¿Y la neurociencia?

Una breve reflexión sobre el aprendizaje basado en proyectos, la pedagogía ignaciana y la neurociencia.

La Pedagogía Ignaciana ha venido interesándose por la neurociencia desde 1997, cuando Ralph.E. Metts sj. empezó a tratar de vincularlas: llegó a la conclusión de que en la P.I. ya se realizaban muchos de los hallazgos de lo que en aquella época estudiaba la neurociencia y, sobre todo, los estudios sobre neurodesarrollo y neurocognición. Sabíamos que a Ignacio este asunto le había preocupado sobremanera al redactar los EE.EE. porque era consciente de que el pensar era una actividad corporal, no solo cerebral, y que el cuerpo determinaba muchas de nuestras decisiones y acciones.

Hoy sabemos que el aprendizaje está determinado por las emociones, que la memoria espacial o autobiográfica trabaja las experiencias y los contextos personales mucho mejor que la clasificadora, conceptual o taxonómica, y que por lo tanto debemos trabajar mucho las experiencias personales y los contextos propios en el aula. Sabemos las relaciones entre aprendizaje y atención o percepción. Sabemos mucho más que antes de nuestros procesos conscientes, de los inconscientes, de los automatizados... Sabemos que los retos estimulan y los miedos inhiben el aprendizaje. Sabemos que el sujeto que aprende puede tener los mismos mecanismos de funcionamiento que su vecino pero que sus redes neuronales son únicas y resultan el fruto de su memoria autobiográfica. Sabemos que esas redes hacen el cerebro más o menos plástico, y que la riqueza de ese nivel reticular depende tanto la interacción con el mundo como de las emociones internas y la profundidad y relevancia de los aprendizajes. Y lo mejor: sabemos mapear dónde sucede esto en nuestro cerebro.

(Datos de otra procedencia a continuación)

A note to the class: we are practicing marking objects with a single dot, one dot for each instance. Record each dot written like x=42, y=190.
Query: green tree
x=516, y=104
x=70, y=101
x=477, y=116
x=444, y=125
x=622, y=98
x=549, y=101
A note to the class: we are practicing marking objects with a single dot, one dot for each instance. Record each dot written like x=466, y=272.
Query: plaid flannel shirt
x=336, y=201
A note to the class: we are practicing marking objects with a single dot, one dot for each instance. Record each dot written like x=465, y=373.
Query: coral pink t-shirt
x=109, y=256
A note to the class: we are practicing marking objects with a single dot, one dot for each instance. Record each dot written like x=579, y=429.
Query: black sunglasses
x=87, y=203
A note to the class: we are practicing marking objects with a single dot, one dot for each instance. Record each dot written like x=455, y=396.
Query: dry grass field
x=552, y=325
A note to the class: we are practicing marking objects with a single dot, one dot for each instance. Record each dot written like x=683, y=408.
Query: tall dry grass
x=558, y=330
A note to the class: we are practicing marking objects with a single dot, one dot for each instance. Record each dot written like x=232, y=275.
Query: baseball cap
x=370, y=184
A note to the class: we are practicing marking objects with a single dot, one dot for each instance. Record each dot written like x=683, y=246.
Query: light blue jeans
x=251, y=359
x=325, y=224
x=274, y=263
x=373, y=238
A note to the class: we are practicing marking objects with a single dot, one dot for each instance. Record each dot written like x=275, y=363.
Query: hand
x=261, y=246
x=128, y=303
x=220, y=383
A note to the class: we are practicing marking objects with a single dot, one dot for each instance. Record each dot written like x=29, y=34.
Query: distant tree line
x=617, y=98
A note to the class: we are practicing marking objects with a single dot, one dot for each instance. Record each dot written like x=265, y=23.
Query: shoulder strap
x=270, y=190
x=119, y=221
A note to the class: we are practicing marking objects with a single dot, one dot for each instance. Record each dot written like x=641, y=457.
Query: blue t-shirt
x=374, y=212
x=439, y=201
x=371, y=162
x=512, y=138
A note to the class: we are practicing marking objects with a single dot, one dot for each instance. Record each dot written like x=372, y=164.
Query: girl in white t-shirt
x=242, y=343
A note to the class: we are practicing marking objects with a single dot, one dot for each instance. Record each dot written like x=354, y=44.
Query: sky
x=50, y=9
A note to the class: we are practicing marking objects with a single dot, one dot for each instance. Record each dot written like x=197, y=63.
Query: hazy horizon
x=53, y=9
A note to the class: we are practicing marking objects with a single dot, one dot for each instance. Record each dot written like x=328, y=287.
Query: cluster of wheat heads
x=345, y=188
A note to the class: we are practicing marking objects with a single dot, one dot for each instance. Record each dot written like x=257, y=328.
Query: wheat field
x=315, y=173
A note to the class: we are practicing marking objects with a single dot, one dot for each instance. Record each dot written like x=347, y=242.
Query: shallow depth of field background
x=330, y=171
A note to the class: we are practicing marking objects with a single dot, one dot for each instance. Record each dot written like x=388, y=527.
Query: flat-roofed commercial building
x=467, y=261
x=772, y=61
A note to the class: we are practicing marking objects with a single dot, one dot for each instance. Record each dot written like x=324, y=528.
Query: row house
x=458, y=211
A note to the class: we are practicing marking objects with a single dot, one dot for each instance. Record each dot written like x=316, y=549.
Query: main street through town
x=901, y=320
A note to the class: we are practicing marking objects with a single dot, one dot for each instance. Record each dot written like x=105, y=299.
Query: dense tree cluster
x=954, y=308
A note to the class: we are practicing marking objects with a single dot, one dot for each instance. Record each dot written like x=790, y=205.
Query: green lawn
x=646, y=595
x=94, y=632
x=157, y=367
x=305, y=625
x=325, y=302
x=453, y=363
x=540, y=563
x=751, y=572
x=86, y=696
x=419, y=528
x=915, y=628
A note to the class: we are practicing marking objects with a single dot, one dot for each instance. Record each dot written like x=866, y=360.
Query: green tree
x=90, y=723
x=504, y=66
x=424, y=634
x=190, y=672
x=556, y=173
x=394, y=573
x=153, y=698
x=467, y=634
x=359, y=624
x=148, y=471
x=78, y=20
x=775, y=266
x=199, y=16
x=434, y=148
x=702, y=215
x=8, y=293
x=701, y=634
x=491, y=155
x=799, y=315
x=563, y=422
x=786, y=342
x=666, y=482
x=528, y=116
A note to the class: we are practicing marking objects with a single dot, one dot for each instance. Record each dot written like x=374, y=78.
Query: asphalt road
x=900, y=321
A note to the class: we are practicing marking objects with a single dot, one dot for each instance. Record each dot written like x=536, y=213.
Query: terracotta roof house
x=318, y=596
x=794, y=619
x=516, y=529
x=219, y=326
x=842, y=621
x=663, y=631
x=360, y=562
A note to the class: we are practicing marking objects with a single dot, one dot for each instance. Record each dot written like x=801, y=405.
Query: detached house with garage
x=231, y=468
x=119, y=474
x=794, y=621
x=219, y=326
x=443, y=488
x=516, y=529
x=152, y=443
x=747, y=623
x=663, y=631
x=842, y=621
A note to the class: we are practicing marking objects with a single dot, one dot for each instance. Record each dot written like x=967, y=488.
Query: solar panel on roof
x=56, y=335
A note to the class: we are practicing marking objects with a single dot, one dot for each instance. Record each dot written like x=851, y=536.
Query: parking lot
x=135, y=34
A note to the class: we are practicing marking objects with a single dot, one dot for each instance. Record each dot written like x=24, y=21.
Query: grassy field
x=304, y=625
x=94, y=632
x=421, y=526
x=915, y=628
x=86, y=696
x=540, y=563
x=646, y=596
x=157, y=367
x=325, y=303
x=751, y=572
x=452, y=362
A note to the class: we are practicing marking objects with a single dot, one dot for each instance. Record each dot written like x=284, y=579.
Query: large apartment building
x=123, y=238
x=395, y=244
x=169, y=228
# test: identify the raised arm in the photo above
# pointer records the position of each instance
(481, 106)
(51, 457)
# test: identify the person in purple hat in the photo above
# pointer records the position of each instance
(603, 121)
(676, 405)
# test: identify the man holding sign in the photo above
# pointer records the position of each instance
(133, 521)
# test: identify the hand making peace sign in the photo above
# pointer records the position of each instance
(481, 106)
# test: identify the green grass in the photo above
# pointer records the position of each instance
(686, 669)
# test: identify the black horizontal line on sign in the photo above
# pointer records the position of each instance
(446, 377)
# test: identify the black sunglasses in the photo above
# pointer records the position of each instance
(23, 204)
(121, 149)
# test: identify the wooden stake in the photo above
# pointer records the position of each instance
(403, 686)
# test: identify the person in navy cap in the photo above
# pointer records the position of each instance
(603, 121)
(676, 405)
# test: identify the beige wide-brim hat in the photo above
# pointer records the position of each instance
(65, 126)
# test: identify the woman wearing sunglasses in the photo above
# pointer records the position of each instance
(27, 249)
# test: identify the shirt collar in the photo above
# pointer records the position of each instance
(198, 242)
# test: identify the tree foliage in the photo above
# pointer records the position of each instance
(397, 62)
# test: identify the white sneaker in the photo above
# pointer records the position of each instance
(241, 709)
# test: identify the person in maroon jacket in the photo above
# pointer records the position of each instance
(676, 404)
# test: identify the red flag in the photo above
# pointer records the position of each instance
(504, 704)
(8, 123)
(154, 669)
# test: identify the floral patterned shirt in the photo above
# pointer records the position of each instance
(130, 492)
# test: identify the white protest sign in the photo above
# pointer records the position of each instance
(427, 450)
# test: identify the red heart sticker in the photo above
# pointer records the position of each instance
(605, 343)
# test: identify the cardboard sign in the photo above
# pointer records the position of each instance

Pero los retos para las ciencias que estudian el aprendizaje son ahora mismo enormes, porque sabemos dónde pero no sabemos muy bien cómo suceden algunas cosas importantes. En estos años, la revolución neurocientífica se está escindiendo en dos sectores enfrentados y a los educadores nos puede coger “fuera de juego” o, como quien dice, “cogiendo el rábano por las hojas”.

Por una parte, los avances en lo que podríamos llamar “revolución neurocientífica objetiva” o estudios, como dice Zack Lynch, “neurocéntricos”, se centran en las aplicaciones, las técnicas, las neuroarmas, el neuromarketing, la neuropersuasión… Los estudios se concentran en los niveles de estudio de las grandes áreas cerebrales o los procesos a nivel cerebral o molecular, de los que ya sabemos mucho… Pero apenas sabemos de ese nivel intermedio, el de la forma en que se asocian las células nerviosas, el nivel de las redes cerebrales, que es el que nos interesa más a los educadores, porque es el que explica cómo vemos el mundo, cómo planificamos, cómo predecimos, cómo pasamos de las descargas neuronales a la consciencia, cómo se construye eso que llamamos “mente” y que hace que distingamos lo objetivo de lo subjetivo. Esa es la “revolución neurocientífica subjetiva”, que avanza mucho más lentamente que la otra porque hay en ella menos “intereses de mercado”.

Sin embargo, abre problemas que en el futuro serán cruciales para la antropología de la educación (y, aunque nos parezca increíble, para nuestra práctica educativa diaria). Entrarán en discusión y quizá en declive conceptos clave como la voluntad, la libertad, la libre decisión e incluso la espiritualidad. Incluso la idea de la existencia del “yo” está en discusión desde la neurociencia. Las consecuencias de este debate no solo recaen sobre la educación: evidentemente, si el concepto de “libertad” o “voluntad” es una mera ficción de la mente, si el “yo” es una ilusión que creamos para poder enunciar, la idea de sujeto político de derecho en una democracia se cae por su propio peso. Si la espiritualidad es para el cerebro un mero placebo ficcional, nos jugamos trabajar no tanto como educadores sino como druidas. Estamos hablando de algo más que de educación.

¿Quiere decir esto que debemos interesarnos por los avances de la neurociencia y sus convergencias con la educación? Por supuesto. No es una elección: es una obligación moral tan imperativa como la conciencia ecológica.